Should our elbows touch? Am I breathing weirdly? What does Luca want to do—and am I ready for it?

Why are there tears burning behind my eyes, sending my body stupid, contradictory signals?

Why can’t I be normal for once in my life?

The basement looks less like a sex dungeon and more like a yoga studio, which somehow makes it worse. I have the sudden, unhelpful urge to lean into a downward dog, but then Luca turns and gives me a soft smile.

My nerves riot.

He sits on the edge of the bed.

“Come here,” he invites, his voice both nervous and excited.

My pulse jumps so hard it almost hurts.

Yep. I’m doing that. Absolutely. No doubt about it.

“I’m going home,” I say.

Silence.

Luca looks confused. “Now?”

“Yes!”

The word echoes louder than intended, bouncing off the minimalist walls and landing in the bowl of potpourri on the side table.

“Antonio, we don’t have to do anything you’re not ready for. Or anything at all,” he says carefully.

Something in my chest unclenches, the tight knot of panic finally loosening.

“Really?”

“Of course. I’m sorry if I made you uncomfortable. I didn’t mean to.”

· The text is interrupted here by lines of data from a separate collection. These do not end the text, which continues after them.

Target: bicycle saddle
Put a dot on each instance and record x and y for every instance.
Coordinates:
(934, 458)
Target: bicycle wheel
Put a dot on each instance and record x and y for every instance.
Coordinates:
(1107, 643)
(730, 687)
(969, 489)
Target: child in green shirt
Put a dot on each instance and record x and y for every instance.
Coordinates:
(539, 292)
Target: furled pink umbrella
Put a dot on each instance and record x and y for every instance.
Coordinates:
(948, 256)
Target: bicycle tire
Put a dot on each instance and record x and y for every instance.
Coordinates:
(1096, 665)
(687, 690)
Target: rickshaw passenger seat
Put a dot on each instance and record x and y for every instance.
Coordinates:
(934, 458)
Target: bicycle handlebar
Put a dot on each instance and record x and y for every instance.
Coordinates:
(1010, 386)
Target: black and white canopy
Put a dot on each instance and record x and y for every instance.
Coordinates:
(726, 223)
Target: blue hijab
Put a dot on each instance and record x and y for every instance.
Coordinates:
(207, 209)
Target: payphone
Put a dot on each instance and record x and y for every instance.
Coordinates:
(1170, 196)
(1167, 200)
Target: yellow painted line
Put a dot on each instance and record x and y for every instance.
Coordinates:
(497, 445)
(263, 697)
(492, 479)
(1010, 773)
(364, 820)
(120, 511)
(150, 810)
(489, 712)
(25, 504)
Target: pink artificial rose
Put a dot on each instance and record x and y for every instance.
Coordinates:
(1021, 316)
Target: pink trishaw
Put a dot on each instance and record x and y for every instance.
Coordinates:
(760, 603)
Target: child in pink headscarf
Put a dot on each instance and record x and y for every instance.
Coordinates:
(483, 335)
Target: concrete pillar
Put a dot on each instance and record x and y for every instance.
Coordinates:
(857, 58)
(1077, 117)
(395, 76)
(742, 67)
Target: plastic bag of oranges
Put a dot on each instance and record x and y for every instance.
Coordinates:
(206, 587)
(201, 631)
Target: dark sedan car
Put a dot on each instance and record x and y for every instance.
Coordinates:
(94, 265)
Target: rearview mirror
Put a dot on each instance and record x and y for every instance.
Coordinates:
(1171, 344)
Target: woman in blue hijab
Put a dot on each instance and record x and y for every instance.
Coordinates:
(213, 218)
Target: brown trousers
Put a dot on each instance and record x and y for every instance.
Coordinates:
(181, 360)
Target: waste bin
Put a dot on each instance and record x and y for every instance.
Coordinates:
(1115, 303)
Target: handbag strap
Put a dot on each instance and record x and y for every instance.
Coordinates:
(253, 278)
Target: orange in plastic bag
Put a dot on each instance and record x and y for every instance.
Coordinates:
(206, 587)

“It’s okay,” I mumble, sitting beside him.

I drop my head into my hands.

“I’m sorry for freaking out. And for, you know—assuming.”

“You don’t need to apologize,” he reassures me. He gives me a crooked grin. “Besides, you were totally right. To assume.”

I blush.

He bumps my shoulder.

“Want to watch cat reels? I can make popcorn.”

Relief floods me.

“That sounds great.”

I think many arranged marriages have started with cat reels and popcorn.